No decorrer deste livro,
verificará o leitor que a Dialética Geral, que abrange, em linhas amplas e
globais, tema tão importante, está a exigir a contribuição de novas
investigações em outros campos, como os que decorrem da Dialética da
intelectualidade nas suas polarizações operatórias do racional, e as da
intuição meramente intelectual.
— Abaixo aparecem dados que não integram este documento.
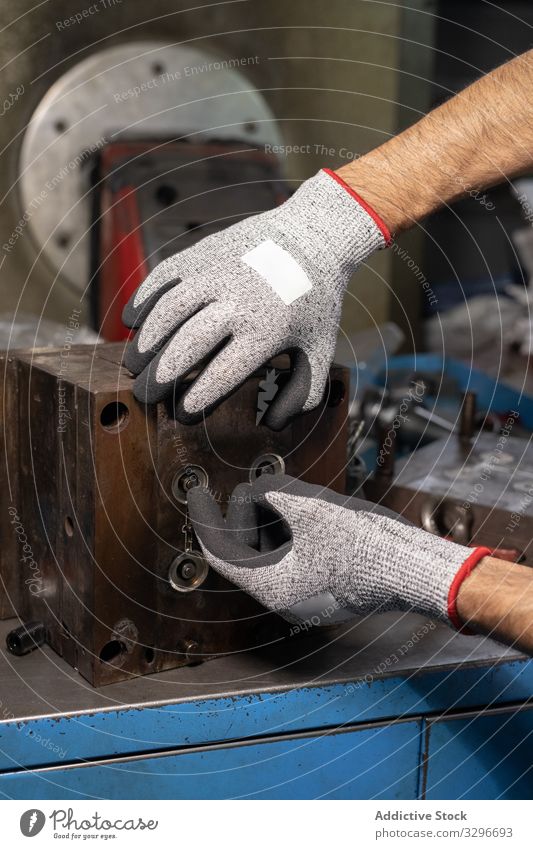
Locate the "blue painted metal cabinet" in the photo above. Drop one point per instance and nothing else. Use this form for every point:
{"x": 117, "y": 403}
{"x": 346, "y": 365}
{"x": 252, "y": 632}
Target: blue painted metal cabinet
{"x": 452, "y": 721}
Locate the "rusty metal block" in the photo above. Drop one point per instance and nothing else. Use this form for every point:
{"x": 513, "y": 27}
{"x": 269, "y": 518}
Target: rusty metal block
{"x": 100, "y": 494}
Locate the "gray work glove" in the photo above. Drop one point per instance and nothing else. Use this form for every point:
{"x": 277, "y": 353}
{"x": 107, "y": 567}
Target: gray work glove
{"x": 270, "y": 284}
{"x": 341, "y": 556}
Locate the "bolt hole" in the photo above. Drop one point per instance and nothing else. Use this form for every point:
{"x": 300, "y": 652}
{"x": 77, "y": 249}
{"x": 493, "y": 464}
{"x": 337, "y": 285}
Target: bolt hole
{"x": 112, "y": 650}
{"x": 166, "y": 194}
{"x": 63, "y": 240}
{"x": 114, "y": 416}
{"x": 337, "y": 393}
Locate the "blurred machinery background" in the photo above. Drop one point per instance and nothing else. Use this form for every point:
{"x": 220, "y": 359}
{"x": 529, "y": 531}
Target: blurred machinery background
{"x": 128, "y": 132}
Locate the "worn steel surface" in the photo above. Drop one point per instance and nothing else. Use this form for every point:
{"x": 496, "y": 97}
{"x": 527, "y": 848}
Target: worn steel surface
{"x": 96, "y": 497}
{"x": 477, "y": 492}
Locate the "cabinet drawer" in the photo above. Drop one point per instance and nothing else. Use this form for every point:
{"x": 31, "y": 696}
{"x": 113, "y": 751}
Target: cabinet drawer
{"x": 480, "y": 756}
{"x": 377, "y": 761}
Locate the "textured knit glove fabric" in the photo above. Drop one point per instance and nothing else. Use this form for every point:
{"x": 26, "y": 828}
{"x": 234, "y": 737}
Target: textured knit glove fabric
{"x": 270, "y": 284}
{"x": 344, "y": 556}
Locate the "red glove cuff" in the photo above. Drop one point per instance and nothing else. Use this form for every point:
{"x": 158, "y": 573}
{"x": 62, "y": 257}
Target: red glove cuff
{"x": 470, "y": 563}
{"x": 377, "y": 220}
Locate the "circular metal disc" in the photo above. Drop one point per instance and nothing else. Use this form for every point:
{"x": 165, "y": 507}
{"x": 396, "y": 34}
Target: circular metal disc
{"x": 136, "y": 90}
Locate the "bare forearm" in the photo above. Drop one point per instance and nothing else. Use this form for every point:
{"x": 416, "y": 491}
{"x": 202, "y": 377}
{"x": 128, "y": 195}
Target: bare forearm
{"x": 477, "y": 139}
{"x": 497, "y": 599}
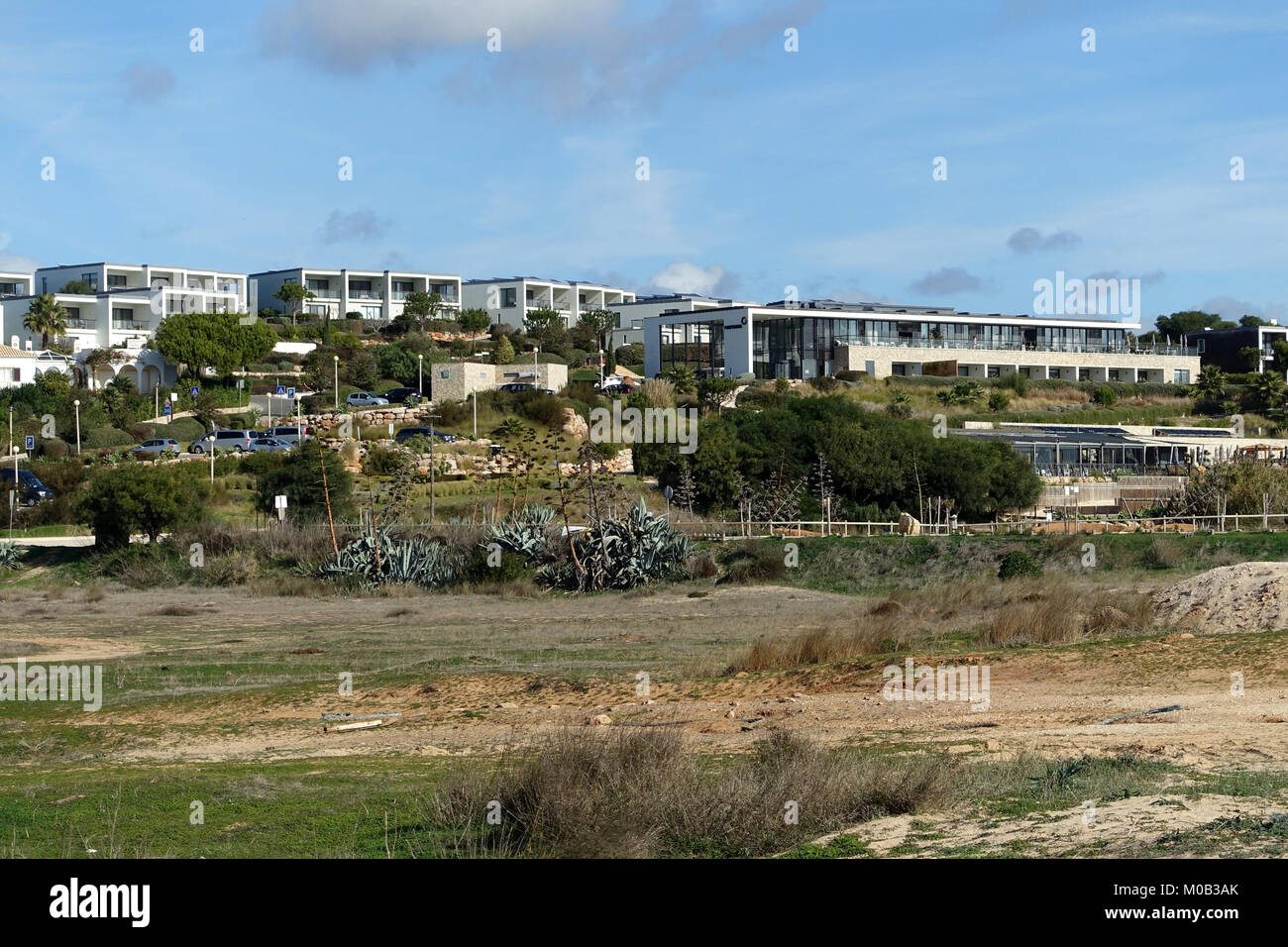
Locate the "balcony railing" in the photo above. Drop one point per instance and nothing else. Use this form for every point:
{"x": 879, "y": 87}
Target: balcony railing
{"x": 999, "y": 346}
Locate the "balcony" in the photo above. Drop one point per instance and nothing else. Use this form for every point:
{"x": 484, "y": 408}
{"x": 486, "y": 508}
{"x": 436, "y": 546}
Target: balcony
{"x": 995, "y": 346}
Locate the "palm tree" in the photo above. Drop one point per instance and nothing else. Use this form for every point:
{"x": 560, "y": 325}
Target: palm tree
{"x": 46, "y": 316}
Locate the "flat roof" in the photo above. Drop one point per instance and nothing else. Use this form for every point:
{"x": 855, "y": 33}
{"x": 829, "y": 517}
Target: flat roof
{"x": 912, "y": 315}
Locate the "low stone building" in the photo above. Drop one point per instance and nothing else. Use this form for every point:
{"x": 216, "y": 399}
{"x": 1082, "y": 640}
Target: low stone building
{"x": 459, "y": 380}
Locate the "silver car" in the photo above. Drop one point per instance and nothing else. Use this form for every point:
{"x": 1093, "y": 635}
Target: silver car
{"x": 159, "y": 445}
{"x": 224, "y": 441}
{"x": 365, "y": 399}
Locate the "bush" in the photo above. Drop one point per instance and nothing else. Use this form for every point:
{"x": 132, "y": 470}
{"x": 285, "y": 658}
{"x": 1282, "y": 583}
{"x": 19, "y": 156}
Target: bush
{"x": 106, "y": 437}
{"x": 1106, "y": 395}
{"x": 150, "y": 500}
{"x": 1018, "y": 564}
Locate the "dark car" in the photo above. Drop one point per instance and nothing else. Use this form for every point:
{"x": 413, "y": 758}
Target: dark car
{"x": 407, "y": 433}
{"x": 30, "y": 488}
{"x": 402, "y": 395}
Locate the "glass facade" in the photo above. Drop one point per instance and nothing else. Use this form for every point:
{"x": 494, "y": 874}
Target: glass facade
{"x": 698, "y": 346}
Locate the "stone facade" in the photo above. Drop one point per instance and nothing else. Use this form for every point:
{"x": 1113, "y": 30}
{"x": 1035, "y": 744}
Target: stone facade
{"x": 459, "y": 380}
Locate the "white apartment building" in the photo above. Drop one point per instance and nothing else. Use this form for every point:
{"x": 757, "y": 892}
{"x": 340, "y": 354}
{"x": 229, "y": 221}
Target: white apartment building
{"x": 180, "y": 289}
{"x": 804, "y": 341}
{"x": 121, "y": 308}
{"x": 630, "y": 317}
{"x": 16, "y": 283}
{"x": 509, "y": 300}
{"x": 373, "y": 294}
{"x": 21, "y": 368}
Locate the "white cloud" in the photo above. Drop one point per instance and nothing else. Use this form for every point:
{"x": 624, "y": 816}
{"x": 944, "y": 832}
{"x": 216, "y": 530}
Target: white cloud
{"x": 690, "y": 277}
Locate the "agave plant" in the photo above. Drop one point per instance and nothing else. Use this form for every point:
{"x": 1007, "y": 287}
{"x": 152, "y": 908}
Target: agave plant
{"x": 621, "y": 553}
{"x": 377, "y": 558}
{"x": 526, "y": 534}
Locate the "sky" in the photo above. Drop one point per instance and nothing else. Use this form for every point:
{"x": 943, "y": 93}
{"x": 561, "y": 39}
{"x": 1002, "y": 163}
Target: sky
{"x": 729, "y": 147}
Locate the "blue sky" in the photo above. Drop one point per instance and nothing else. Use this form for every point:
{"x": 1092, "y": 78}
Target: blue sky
{"x": 767, "y": 167}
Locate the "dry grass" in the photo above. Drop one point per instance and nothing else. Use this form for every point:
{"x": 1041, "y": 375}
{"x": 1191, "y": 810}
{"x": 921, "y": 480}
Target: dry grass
{"x": 642, "y": 793}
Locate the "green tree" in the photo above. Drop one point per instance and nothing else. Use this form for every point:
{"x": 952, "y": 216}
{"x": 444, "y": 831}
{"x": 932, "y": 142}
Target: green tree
{"x": 297, "y": 474}
{"x": 503, "y": 352}
{"x": 421, "y": 305}
{"x": 295, "y": 294}
{"x": 130, "y": 497}
{"x": 683, "y": 377}
{"x": 1211, "y": 382}
{"x": 200, "y": 339}
{"x": 475, "y": 321}
{"x": 46, "y": 316}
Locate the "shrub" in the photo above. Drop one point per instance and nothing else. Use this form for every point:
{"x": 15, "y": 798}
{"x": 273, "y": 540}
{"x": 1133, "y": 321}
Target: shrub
{"x": 106, "y": 437}
{"x": 150, "y": 500}
{"x": 1018, "y": 564}
{"x": 623, "y": 553}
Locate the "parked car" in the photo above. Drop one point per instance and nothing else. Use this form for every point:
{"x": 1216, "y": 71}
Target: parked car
{"x": 236, "y": 441}
{"x": 158, "y": 445}
{"x": 290, "y": 433}
{"x": 30, "y": 488}
{"x": 365, "y": 399}
{"x": 407, "y": 433}
{"x": 402, "y": 395}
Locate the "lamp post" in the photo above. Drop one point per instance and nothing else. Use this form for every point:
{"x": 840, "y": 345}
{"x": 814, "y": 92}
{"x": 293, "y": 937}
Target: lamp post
{"x": 13, "y": 493}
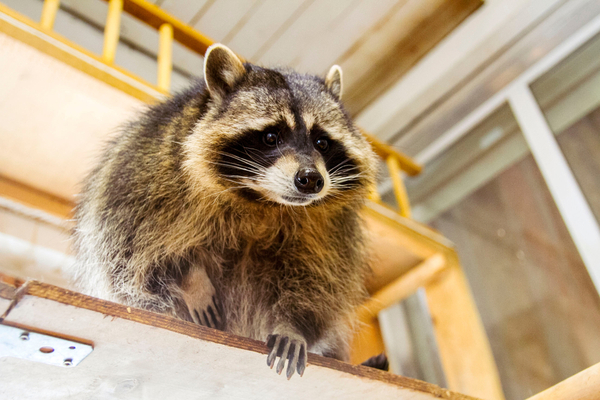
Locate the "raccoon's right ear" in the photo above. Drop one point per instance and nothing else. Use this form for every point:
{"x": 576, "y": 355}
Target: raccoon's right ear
{"x": 222, "y": 70}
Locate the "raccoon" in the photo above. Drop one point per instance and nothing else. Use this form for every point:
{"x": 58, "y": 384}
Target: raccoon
{"x": 235, "y": 205}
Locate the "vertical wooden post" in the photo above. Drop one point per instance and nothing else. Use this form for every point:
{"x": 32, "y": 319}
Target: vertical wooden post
{"x": 49, "y": 13}
{"x": 165, "y": 56}
{"x": 399, "y": 188}
{"x": 111, "y": 30}
{"x": 465, "y": 352}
E como o nosso processo de raciocínio não pode
prescindir da influência dos esquemas da sensibilidade, esquemas do sensório-motriz,
e também da parte somática, que tanto influem em nossas perspectivas, e que a
moderna psicologia está pondo em evidência, há ainda reconhecer a inseparabilidade
funcional da parte afetiva de nosso espírito, cujas raízes também se afundam
nessa parte somática, e que, por sua vez, revela o funcionamento de todas as
construções esquemáticas simpathéticas e antipathéticas, génese
da simbólica, que não podem ser desprezadas.
Além disso, todos os que se
interessaram vivamente pelo estudo dialético sentem a atualidade do pensamento
hegeliano, de que a filosofia, em suas linhas gerais, não pode mais dele
afastar-se, pois a perspectiva Dialética, por ser englobante, in-cludente, por
conter em si os opostos, os diferentes, as distinções, invade, por isso mesmo,
o campo da filosofia e obriga à construção de uma visão geral do mundo, uma
verdadeira cosmo-visão, como implica a necessidade de revisão de todas as
conquistas filosóficas. Dessa maneira, a Dialética se torna filosofia, e a
filosofia, pela sua influência, torna-se Dialética.
Ora, tais temas estão a exigir
trabalhos especiais que coordenem o que já se tem construído, embora
dispersamente, numa estrutura Dialética. Neste volume interessamo-nos pelos aspectos
gerais, incluindo uma metodologia que a torne prática, sob o nome de Decadialética,
construção por nós realizada, com o intuito de utilizar tudo quanto há de
aproveitável neste setor, para um manuseio mais hábil por parte dos estudiosos
da matéria.
Contudo, os temas que se refiram
à Dialética noética, como à Dialética pathica, à Dialética simbólica e à Dialética tensional global
e sintética, serão objeto de outros trabalhos. No entanto, como verá o leitor,
a metodologia, que neste volume oferecemos, já é suficiente para o
empreendimento de amplas análises, sem necessidade de desprezar a contribuição
da lógica, sempre aproveitada, mas com o reconhecimento de seu papel, que,
embora importante, é parcial, e consequentemente deficiente na apreciação dos factos.
A Dialética pretende ser o que apenas é: uma lógica da existência, uma lógica
do devir, portanto uma lógica que maneja com as oposições dialeticamente
consideradas, sem excluir a lógica formal.